Pratiquement, comme le pensent les responsables, la société travaille quasiment à perte dans la déserte Aïn Témouchent-Oran malgré les travaux de renforcement et de confortement, opérés ces dernières années pour éradiquer certains points noirs signalés ça et là, tout le long de la ligne. Dans un rapport datant de l’année dernière et établi par le service concerné de la wilaya, il a été signalé que le nombre moyen de passagers ne dépasserait guère 6.000 par mois. Avec les crises que connaît, fréquemment, le transport de voyageurs, le train doit reprendre ses droits et reconquérir sa place dans le quotidien des usagers. Pour y parvenir, il faut d’abord répondre aux interrogations posées ci-dessus et les circonscrire dans le cadre de la stratégie globale du secteur du transport ferroviaire, et ce, en fonction des projets de développement de la région témouchentoise et ses dépendances avec les wilayas d’Oran et de Tlemcen.

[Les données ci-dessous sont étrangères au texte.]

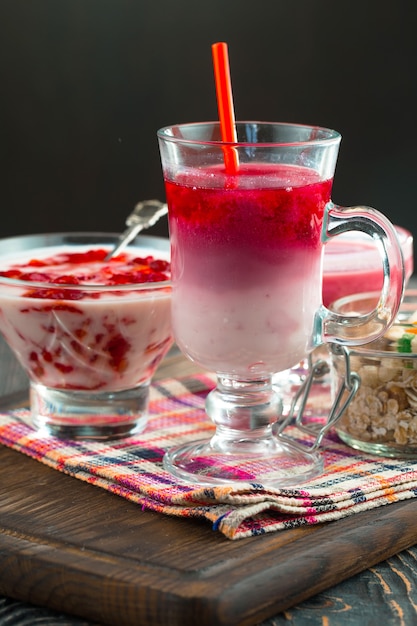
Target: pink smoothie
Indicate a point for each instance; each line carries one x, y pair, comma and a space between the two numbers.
246, 265
71, 330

Commencer par réhabiliter les gares intermédiaires, non pas en place et lieu, mais en tenant compte des instruments d’urbanisme et de leur orientation future afin de mettre le rail à la portée des usagers. Pour la ville d’El-Malah, à titre d’exemple, le terrain nu situé à proximité de l’agence des bus et qui sert accessoirement de parking, s’apprête très bien à la construction d’une gare intermédiaire. Mais intéresser les usagers à emprunter le train nécessite une grande réflexion qui doit, tout d’abord, émerger des responsables de la société des chemins de fer et qui sera soumise à un débat avec les différents intervenants concernés pouvant concrétiser le projet.

source: le quotidien-oran

3 Comments

  1. y.sahnoun dit :

    Le transport ferroviaire devrait attirer bon nombre d’usagers de trasport en général, une fois les problèmes liés à la sécurité, au prix pratiqués, le maximum de confort et enfin le timing et le respect des horaires, seront résolus. Faut il encore mettre l’USAGER, au coeur du débat.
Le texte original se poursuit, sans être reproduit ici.